Leaving Church I have this sudden urge to have eyes on my wife. I need to see her, hold her. Reassure myself that everything is ok. For a second, I think she left already, but then the bathroom door swings open, and steam spills out into the small bedroom.
Bex steps out wrapped in a towel, hair damp and dark against her shoulders, a hair dryer in her hand. I know she knows I am in the room, but she doesn't acknowledge me yet.
She walks to the mirror over the dresser, plugs the dryer in, and starts working through the ends of her hair with slow, practiced movements.
I lean back against our closed bedroom door and watch her.
God, I've missed this. Not the sex or even the quiet moments in bed.
Just... her existing in the same space as me.
The way she moves around this room like she belongs here. Even though I know she's never really felt like she does.
I can still picture her, those first few months after I gave her my cut. It was this feeling of bliss that I had never felt before.Content… I think it is the right word. Settled, happy. I could just lay in bed and watch her get ready for the day. Every little thing she did, every time she opened a drawer that was now hers and not just mine... having her in the only place that had ever felt like home to me. I felt at peace, like she was the last puzzle I needed clicked into place.
The dryer shuts off, and she finally looks at me in the mirror. Her shoulders still, our eyes meet through the reflection.
"You're back sooner than I thought you'd be," she says.
Her voice is neutral, but something behind her eyes shifts. Relief and then something heavier. But there's also this feeling that she doesn't know what to say to me, that she isn't being herself, and I hate that.
"I... fuck, Bex. I... things are so strained right now. I know I haven't been myself, I have said things... things I hope you know I would never actually follow through on."
She drops her eyes to the dresser, losing that eye contact, feeling like I am losing more than just that. I think about the past few weeks, the tension building not just in the club, but between us. I haven't been treating her right and it’s not her fault.
I need to fix this.
I push off the door and step further into the room.
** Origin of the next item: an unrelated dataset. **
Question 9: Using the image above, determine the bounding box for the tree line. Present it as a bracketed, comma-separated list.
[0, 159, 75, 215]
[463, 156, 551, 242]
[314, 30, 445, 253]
"You know how I feel about you, right?"
She doesn't answer, but her eyes lift again as she looks at me through the mirror. There's a look in her eyes I can't quite place. Sadness? Pain? Exhaustion? Maybe all three.
"You know this is all temporary," I add.
I feel like I am rambling, but I have this feeling low in my gut that I don't like. I need to squash it.
She sighs softly. "I'm so tired."
The words come out quiet and my brain grabs the most obvious meaning.
"You've been working nonstop," I say. "Why?"
She doesn't answer right away. Just turns the dryer back on and finishes the last few passes through her hair. The sound fills the room while I stand there watching her.
The woman I married… The woman who somehow feels farther away now than she did days ago when she was sleeping in a hospital on-call room.
The dryer clicks off again and she sets it down carefully, before turning and walking straight for me. When she reaches me, she drops the towel without ceremony and steps past me toward the bed where her clothes are folded.
I try not to stare.
I failed.
I can't help but trail my eyes over my wife's body. She is lean but soft. Perfect for me. My eyes trail to the scar on her leg that I still don't know how she got.
I think back to the first time I asked about it. She was getting on the back of my bike, her long, lean legs stretched out, and for the first time I had seen her legs uncovered. She had small marks I couldn't make out at a distance, a few smaller scars and a big one that trailed her inner thigh past her knee. I asked what the hell kind of thing happens to end up with a scar like that, and she shrugged, looked away and said:"Some scars need to stay in the past."I let it go, and we spent an amazing day driving through small towns, talking about what we wanted from our future instead of focusing on the past. Her arms wrapped around me.
Over the years, I had hoped she would feel comfortable enough to tell me about her past. I would trail kisses over every mark, every scar, hoping that she would open up. I shared mine, the abuse, how I ran... got in with the wrong crowd, and Angel's father saved me and took me in. It was only after that that she felt comfortable coming here with me, staying at the clubhouse and moving in. I shared what it meant to me, my brothers, my only family. But she... she never talked much about her past.